The original offer from RHL was documented in the Cabinet papers and was summarised at the meeting. A sale to RHL would require the Council to loan RHL £16.4m for an indeterminate number of years. This loan would be impaired every year, based upon the overall recoverability determined by the underlying value of RHL as an entity (namely whilstever RHL was in negative equity and/or not generating sufficient cash to be self-supporting). This impairment would be set against the future loan balance (a deferred capital receipt). In addition, the Council would at the same time make a financial commitment to support RHL with working capital for 27 years until it generated sufficient operating profit to repay the borrowing interest. This would amount to a total of £10m, also to be impaired every year by around the amount of interest that was accrued by not being paid in cash and set off in the Council’s revenue account, making it a real cost to the Council.

 

Members were informed that the Council had to take account of its current financial position. The Council’s agreed priority was to preserve its revenue reserves, manage financial risks and preserve services for residents by ensuring it maintained sufficient reserves to manage financial shocks. Property speculation was not one of these priorities.

 

In summary, the Leader expressed regret that more value could not be extracted from the disposal of the units at this time but reasserted that the offer from the registered provider represented the best value to the Council, a view that was corroborated by the Council’s Corporate Manager – Legal Services and Interim Monitoring Officer and the Executive Head of Finance and S151 Officer.
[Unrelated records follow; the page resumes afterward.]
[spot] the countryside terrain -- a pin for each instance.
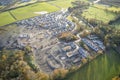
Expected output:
(59, 40)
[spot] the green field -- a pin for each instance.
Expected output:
(99, 14)
(105, 67)
(62, 3)
(28, 11)
(5, 18)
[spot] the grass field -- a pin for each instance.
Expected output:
(99, 14)
(5, 18)
(28, 11)
(62, 3)
(105, 67)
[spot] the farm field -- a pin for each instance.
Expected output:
(99, 14)
(62, 3)
(26, 12)
(29, 11)
(105, 67)
(6, 18)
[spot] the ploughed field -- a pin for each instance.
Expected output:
(104, 67)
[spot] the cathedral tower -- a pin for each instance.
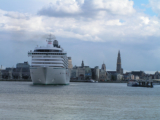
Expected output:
(119, 69)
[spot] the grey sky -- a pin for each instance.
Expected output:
(88, 30)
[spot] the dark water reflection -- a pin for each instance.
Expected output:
(78, 101)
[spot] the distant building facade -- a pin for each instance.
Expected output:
(70, 66)
(22, 71)
(157, 75)
(119, 70)
(81, 73)
(102, 73)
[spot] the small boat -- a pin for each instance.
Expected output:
(132, 83)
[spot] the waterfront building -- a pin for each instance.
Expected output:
(141, 74)
(70, 66)
(128, 76)
(102, 73)
(157, 75)
(112, 75)
(95, 73)
(119, 69)
(22, 71)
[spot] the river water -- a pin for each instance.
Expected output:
(78, 101)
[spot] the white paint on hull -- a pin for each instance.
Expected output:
(50, 75)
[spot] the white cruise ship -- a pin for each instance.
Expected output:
(49, 64)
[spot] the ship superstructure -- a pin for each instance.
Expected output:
(49, 64)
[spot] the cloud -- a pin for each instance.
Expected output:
(155, 4)
(87, 8)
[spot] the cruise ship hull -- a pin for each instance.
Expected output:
(50, 75)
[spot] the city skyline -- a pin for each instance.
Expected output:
(89, 30)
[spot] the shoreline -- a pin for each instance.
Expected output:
(29, 80)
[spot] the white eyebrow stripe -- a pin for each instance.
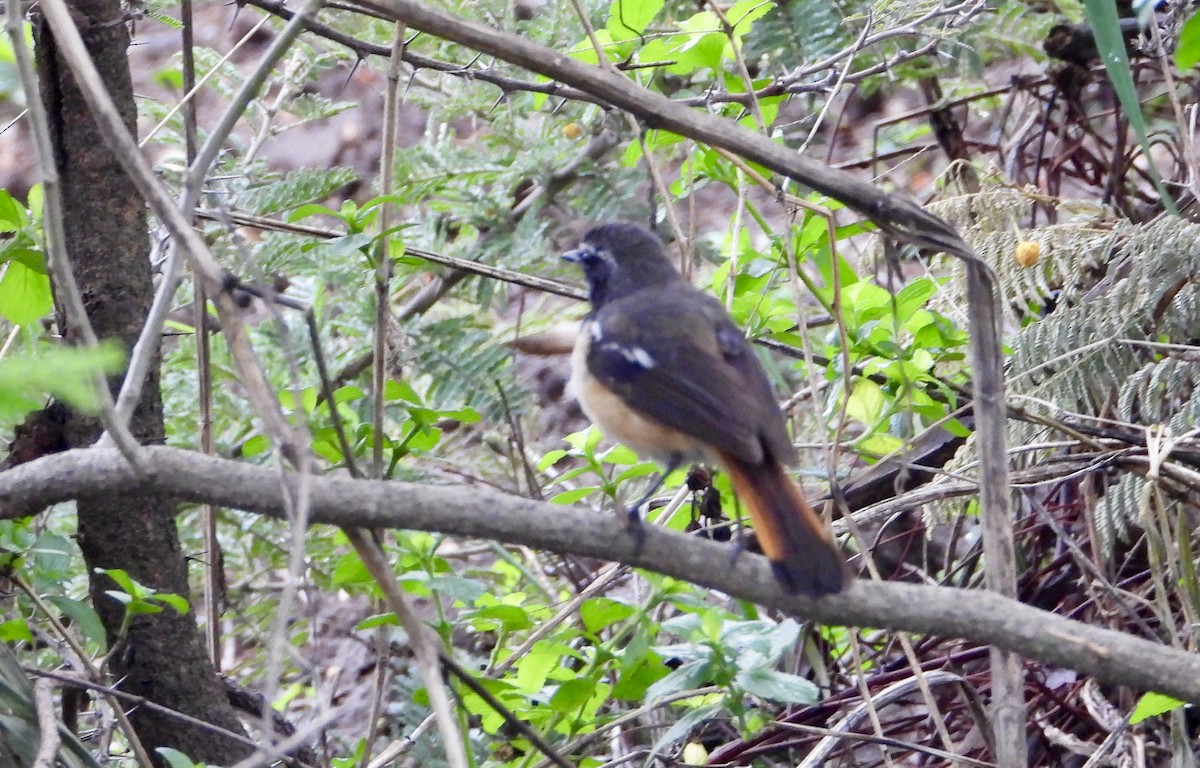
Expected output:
(637, 355)
(640, 357)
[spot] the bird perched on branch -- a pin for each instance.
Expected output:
(661, 367)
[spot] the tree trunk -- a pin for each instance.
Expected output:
(163, 658)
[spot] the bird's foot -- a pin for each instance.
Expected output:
(636, 528)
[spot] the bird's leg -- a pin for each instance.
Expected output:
(739, 538)
(634, 520)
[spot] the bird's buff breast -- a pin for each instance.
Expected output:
(621, 423)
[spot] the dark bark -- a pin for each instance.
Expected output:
(163, 658)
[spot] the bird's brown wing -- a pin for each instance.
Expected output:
(695, 373)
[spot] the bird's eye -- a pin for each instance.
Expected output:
(587, 255)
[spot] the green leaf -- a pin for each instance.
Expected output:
(743, 15)
(571, 695)
(865, 402)
(63, 372)
(573, 495)
(682, 678)
(629, 18)
(1151, 705)
(537, 666)
(16, 630)
(778, 687)
(173, 600)
(1102, 16)
(24, 288)
(174, 757)
(1187, 53)
(349, 570)
(83, 616)
(12, 214)
(510, 617)
(550, 459)
(685, 725)
(600, 612)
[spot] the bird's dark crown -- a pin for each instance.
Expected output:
(619, 258)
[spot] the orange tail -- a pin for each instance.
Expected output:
(795, 540)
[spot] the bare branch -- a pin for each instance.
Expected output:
(978, 616)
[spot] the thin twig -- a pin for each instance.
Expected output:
(47, 724)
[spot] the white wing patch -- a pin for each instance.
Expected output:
(636, 355)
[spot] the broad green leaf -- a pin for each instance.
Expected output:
(24, 288)
(83, 617)
(573, 495)
(865, 402)
(600, 612)
(571, 695)
(778, 687)
(629, 18)
(1102, 16)
(1151, 705)
(173, 600)
(1187, 53)
(15, 630)
(537, 665)
(510, 617)
(12, 214)
(685, 725)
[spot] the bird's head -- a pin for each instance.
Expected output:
(619, 258)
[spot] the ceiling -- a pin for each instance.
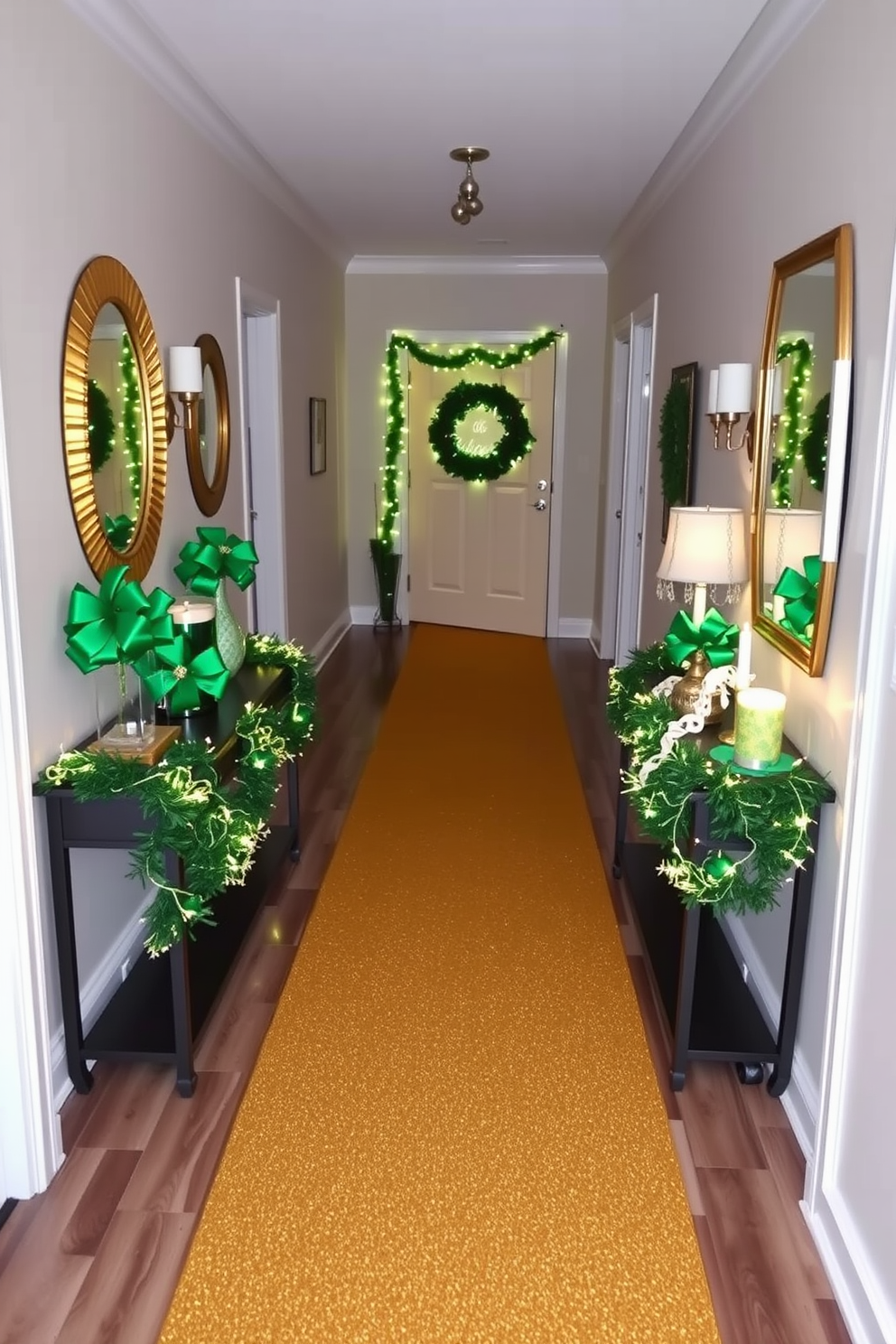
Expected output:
(356, 105)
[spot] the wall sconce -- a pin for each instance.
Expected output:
(184, 382)
(730, 398)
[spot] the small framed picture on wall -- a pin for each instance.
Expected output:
(317, 421)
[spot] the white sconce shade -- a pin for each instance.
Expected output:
(184, 369)
(735, 390)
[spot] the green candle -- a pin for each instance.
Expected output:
(760, 726)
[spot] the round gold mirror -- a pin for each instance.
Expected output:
(209, 451)
(113, 420)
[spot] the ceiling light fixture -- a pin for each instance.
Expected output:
(468, 199)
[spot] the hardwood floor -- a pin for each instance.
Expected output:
(96, 1258)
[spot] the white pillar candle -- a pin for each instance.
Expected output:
(744, 648)
(735, 388)
(184, 369)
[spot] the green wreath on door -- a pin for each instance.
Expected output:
(454, 407)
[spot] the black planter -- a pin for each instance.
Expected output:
(387, 565)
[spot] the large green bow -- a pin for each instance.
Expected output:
(118, 624)
(801, 595)
(183, 677)
(214, 556)
(716, 639)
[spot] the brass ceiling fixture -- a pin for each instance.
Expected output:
(468, 199)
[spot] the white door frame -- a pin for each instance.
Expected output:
(515, 338)
(634, 477)
(612, 504)
(30, 1132)
(867, 1302)
(258, 351)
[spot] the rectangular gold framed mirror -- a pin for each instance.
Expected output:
(802, 446)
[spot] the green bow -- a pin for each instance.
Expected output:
(118, 530)
(214, 556)
(716, 639)
(801, 595)
(183, 677)
(113, 625)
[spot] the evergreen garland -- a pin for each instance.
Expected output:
(675, 430)
(770, 815)
(454, 407)
(395, 413)
(791, 417)
(815, 445)
(101, 426)
(212, 826)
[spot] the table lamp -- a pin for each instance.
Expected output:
(705, 550)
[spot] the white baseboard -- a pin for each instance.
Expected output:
(574, 628)
(96, 994)
(801, 1097)
(330, 641)
(844, 1274)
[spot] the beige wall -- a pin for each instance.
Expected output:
(801, 156)
(523, 303)
(91, 162)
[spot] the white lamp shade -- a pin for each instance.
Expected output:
(705, 546)
(735, 388)
(184, 369)
(790, 535)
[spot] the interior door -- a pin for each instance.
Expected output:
(479, 551)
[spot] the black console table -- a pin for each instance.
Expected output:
(160, 1008)
(711, 1011)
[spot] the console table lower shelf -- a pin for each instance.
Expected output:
(711, 1011)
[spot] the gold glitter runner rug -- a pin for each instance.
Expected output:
(453, 1134)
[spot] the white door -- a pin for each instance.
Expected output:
(634, 480)
(259, 385)
(479, 551)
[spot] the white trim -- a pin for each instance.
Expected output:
(30, 1134)
(801, 1098)
(138, 43)
(557, 452)
(97, 991)
(575, 628)
(841, 1245)
(778, 24)
(372, 265)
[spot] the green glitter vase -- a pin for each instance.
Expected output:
(229, 635)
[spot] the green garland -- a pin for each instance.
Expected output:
(675, 427)
(214, 828)
(793, 418)
(101, 426)
(454, 407)
(397, 415)
(770, 813)
(131, 424)
(815, 445)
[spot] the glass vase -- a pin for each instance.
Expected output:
(229, 635)
(133, 714)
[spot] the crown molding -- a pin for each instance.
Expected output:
(131, 36)
(775, 28)
(372, 265)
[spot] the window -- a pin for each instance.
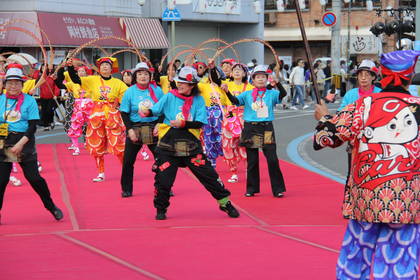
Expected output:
(288, 5)
(356, 4)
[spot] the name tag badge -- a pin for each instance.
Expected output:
(4, 129)
(262, 112)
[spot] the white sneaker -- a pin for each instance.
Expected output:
(15, 181)
(99, 178)
(145, 155)
(233, 179)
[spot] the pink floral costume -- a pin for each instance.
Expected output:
(232, 126)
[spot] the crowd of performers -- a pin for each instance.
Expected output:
(199, 112)
(187, 118)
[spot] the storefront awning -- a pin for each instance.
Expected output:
(312, 33)
(75, 30)
(145, 33)
(19, 29)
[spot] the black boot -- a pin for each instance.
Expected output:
(161, 214)
(126, 194)
(230, 210)
(57, 213)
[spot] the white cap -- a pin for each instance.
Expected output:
(368, 65)
(14, 72)
(188, 75)
(142, 66)
(260, 69)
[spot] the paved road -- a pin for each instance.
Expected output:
(294, 137)
(290, 126)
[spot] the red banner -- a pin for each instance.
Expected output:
(76, 30)
(16, 27)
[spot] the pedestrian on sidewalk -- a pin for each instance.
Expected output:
(179, 143)
(48, 96)
(258, 132)
(297, 80)
(18, 118)
(141, 95)
(382, 193)
(233, 122)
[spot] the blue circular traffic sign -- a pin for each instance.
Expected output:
(329, 19)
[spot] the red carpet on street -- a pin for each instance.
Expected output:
(104, 236)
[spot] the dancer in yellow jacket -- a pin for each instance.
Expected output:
(105, 132)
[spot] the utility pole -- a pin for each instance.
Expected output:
(336, 39)
(417, 17)
(417, 41)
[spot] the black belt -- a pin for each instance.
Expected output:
(260, 123)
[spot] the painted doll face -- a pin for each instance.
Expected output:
(365, 78)
(185, 88)
(14, 87)
(127, 78)
(260, 80)
(105, 69)
(143, 77)
(238, 73)
(401, 129)
(81, 72)
(227, 69)
(201, 69)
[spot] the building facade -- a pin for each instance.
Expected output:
(200, 20)
(282, 29)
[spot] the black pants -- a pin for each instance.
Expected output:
(130, 155)
(30, 170)
(47, 111)
(200, 166)
(253, 170)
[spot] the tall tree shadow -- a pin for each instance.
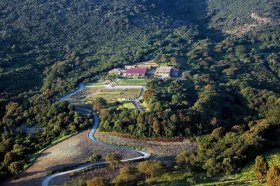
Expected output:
(191, 12)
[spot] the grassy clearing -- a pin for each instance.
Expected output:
(176, 178)
(126, 105)
(115, 94)
(111, 95)
(34, 156)
(132, 82)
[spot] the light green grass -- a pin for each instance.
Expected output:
(132, 82)
(175, 178)
(115, 94)
(33, 157)
(126, 105)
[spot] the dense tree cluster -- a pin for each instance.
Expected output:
(224, 152)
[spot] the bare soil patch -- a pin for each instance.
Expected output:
(159, 149)
(71, 152)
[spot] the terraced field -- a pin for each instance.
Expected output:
(110, 94)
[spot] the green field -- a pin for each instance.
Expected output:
(114, 94)
(126, 105)
(132, 82)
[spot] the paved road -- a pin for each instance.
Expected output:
(143, 155)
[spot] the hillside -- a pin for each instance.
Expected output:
(38, 34)
(225, 97)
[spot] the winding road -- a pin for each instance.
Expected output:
(143, 155)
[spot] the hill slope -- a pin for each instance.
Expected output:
(38, 34)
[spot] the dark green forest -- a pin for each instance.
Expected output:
(229, 90)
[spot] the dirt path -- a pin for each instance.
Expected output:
(70, 152)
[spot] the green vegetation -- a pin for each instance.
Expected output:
(227, 100)
(132, 82)
(126, 105)
(113, 159)
(94, 158)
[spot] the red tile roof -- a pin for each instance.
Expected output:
(136, 71)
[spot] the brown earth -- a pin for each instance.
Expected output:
(157, 149)
(71, 152)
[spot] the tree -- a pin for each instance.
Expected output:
(16, 167)
(128, 175)
(273, 176)
(113, 159)
(97, 181)
(99, 104)
(261, 168)
(94, 158)
(151, 168)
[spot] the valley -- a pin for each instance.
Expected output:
(121, 92)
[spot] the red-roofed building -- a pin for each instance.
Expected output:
(136, 72)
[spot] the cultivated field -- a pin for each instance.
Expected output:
(159, 149)
(110, 94)
(132, 82)
(73, 151)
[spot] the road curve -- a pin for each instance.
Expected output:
(143, 156)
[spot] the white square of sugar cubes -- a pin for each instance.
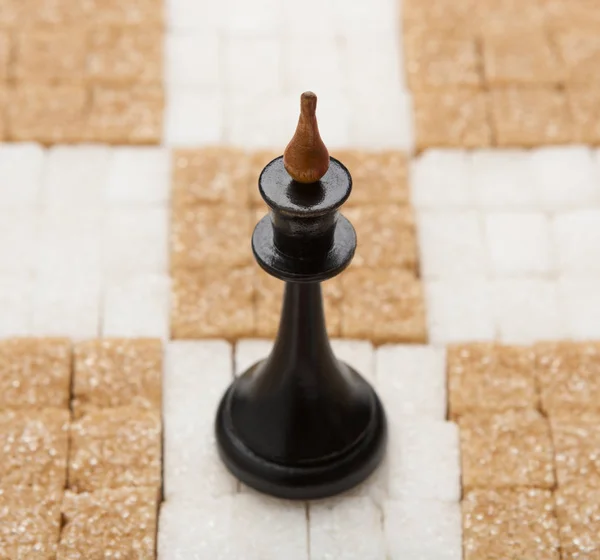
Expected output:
(451, 243)
(411, 380)
(527, 310)
(576, 235)
(345, 529)
(441, 179)
(139, 175)
(423, 530)
(21, 168)
(519, 243)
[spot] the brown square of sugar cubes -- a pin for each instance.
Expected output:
(528, 117)
(123, 55)
(118, 372)
(502, 524)
(580, 52)
(115, 447)
(213, 303)
(387, 236)
(451, 118)
(439, 61)
(524, 58)
(576, 442)
(126, 115)
(213, 175)
(382, 305)
(506, 449)
(203, 236)
(29, 522)
(54, 56)
(377, 177)
(490, 377)
(578, 513)
(568, 376)
(584, 108)
(109, 523)
(33, 447)
(47, 114)
(35, 373)
(268, 301)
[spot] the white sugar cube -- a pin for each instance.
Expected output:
(581, 299)
(527, 310)
(16, 294)
(451, 243)
(21, 168)
(423, 530)
(192, 59)
(193, 117)
(136, 240)
(411, 380)
(565, 176)
(441, 179)
(267, 529)
(459, 310)
(136, 306)
(424, 459)
(519, 243)
(577, 238)
(502, 179)
(139, 175)
(196, 530)
(76, 175)
(345, 529)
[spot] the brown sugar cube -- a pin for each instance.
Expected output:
(257, 161)
(438, 61)
(382, 305)
(118, 372)
(453, 118)
(213, 175)
(490, 377)
(509, 524)
(578, 513)
(47, 114)
(530, 117)
(202, 236)
(584, 108)
(269, 297)
(29, 522)
(50, 56)
(506, 449)
(576, 444)
(377, 177)
(386, 236)
(580, 53)
(33, 447)
(525, 58)
(35, 373)
(109, 523)
(115, 447)
(126, 115)
(568, 375)
(213, 303)
(122, 55)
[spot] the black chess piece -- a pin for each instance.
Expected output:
(301, 424)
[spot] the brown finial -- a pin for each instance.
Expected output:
(306, 158)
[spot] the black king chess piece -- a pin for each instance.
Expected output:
(301, 424)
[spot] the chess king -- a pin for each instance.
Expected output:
(301, 424)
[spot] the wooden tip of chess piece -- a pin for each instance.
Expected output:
(306, 158)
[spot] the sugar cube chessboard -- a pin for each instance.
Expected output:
(133, 134)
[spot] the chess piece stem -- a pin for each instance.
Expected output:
(306, 158)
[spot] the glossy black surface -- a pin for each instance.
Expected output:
(300, 424)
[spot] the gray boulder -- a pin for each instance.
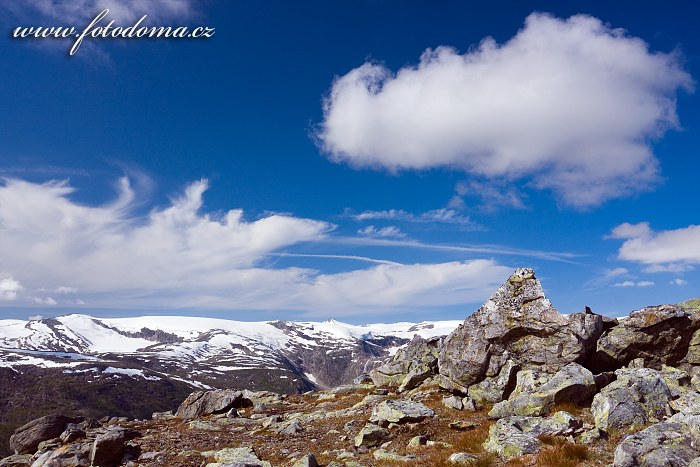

The Members of the Cabinet expressed support for the suggested approach to dispose of the 82 units to the registered provider.

 

The Cabinet RESOLVED that

 

(i)            having revisited the options appraisal for the disposal of Blocks C and D in light of the withdrawal by Prime Developments and considering the Council’s current financial position and the current market position, the acceptance of the renewed offer by the registered provider, as set out in Exempt Report No. REG2542, be approved;

 

(ii)          the Executive Head of Property and Growth, in consultation with the Leader of the Council, the Economy, Skills and Regeneration Portfolio Holder, the Executive Head of Finance and the Corporate Manager – Legal Services, be authorised to enable the disposal of the 82 residential apartments in line with the approach set out in the Exempt Report and subject to agreement being received from the Secretary of State; and

 

(iii)         the disposal would also be subject to revised Heads of Terms, ensuring that no unreasonable restrictions would be placed on the use of the commercial units involved.